Sigh. While thousands of people in the eastern suburbs of Christchurch wait, understandably less and less patiently, to find out if their suburb is on the list for clearance as henceforth uninhabitable, the verdict has been pronounced on both of the city's cathedrals. After Monday's double shake, Christ Church Cathedral in the Square, and the Roman Catholic cathedral in Barbados Street are both going to have to be demolished completely. The fancy Baroque Catholic one is beyond saving, but there's still some hope that the neo-Gothic Anglican one will be able to be taken down, the stonework saved - although the pretty Rose Window is now in bits after Monday.

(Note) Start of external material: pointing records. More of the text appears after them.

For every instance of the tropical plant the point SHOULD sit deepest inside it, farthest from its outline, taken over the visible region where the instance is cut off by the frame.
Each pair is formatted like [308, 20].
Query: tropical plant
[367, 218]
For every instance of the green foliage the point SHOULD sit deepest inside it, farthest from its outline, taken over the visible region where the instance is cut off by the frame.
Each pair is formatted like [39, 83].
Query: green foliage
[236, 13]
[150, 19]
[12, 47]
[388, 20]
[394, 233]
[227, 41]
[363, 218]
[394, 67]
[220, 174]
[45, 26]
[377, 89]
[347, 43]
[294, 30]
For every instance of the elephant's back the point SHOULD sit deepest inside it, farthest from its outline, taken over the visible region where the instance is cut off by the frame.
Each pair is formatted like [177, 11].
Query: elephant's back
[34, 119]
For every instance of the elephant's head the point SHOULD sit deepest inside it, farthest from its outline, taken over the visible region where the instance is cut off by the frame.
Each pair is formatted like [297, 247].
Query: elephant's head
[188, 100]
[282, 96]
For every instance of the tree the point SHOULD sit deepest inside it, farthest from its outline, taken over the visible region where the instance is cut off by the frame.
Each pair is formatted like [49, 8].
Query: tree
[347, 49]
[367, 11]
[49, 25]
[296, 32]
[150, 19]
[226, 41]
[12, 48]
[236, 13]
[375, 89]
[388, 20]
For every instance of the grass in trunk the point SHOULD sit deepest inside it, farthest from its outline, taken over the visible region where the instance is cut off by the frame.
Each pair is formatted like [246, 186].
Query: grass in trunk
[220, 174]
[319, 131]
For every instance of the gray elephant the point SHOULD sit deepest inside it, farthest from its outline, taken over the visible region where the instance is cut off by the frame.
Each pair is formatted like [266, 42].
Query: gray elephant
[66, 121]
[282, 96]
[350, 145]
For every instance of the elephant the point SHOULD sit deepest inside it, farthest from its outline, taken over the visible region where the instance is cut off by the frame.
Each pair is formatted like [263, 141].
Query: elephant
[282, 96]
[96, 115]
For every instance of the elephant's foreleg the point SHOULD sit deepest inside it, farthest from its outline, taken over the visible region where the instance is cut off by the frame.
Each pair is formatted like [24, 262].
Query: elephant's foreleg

What happens then it's still far too soon to say: reconstructed, or a new design entirely, something modern or reflecting what was lost - that's a decision that no-one is able even to think about right now. There have been 6,800 after-shocks since the September quake, and 15 since February that have been 5-plus, with no end in sight, so for most people their focus has shortened to just getting through each day.

After I went to Frankfurt and Mainz last month, where I was delighted to find that many of the pretty medieval houses I admired there and elsewhere in Germany were actually reconstructions after they were destroyed in bombing during the war, I facilely thought that that could be the way for Christchurch to go: putting back up replicas of all the character buildings that everyone loved, and never mind highfaluting ideals like architectural honesty. But at least the war ended, full stop, in 1945 and the rebuilding could begin with confidence.

Canterbury's seismic activity is such an unknown, possibly continuing for no-one knows how long, that thinking about any sort of future for Christchurch is getting harder and harder.
And just to destroy entirely anyone's faith in the benevolence of Mother Nature, people trying to leave Christchurch by air have been trapped at the airport by ash from the volcano currently erupting in Chile. I think we've all got it by now, Earth: you're in charge.

Tuesday 14 June 2011

Slough of Despond

And so it continues: two big new aftershocks in Christchurch yesterday, a 5.5 and then a 6.3, that rumbled and shook and took down the last of the old Timeball Station on the hill above Lyttelton as well as shattering the nerves of Cantabrians. Again.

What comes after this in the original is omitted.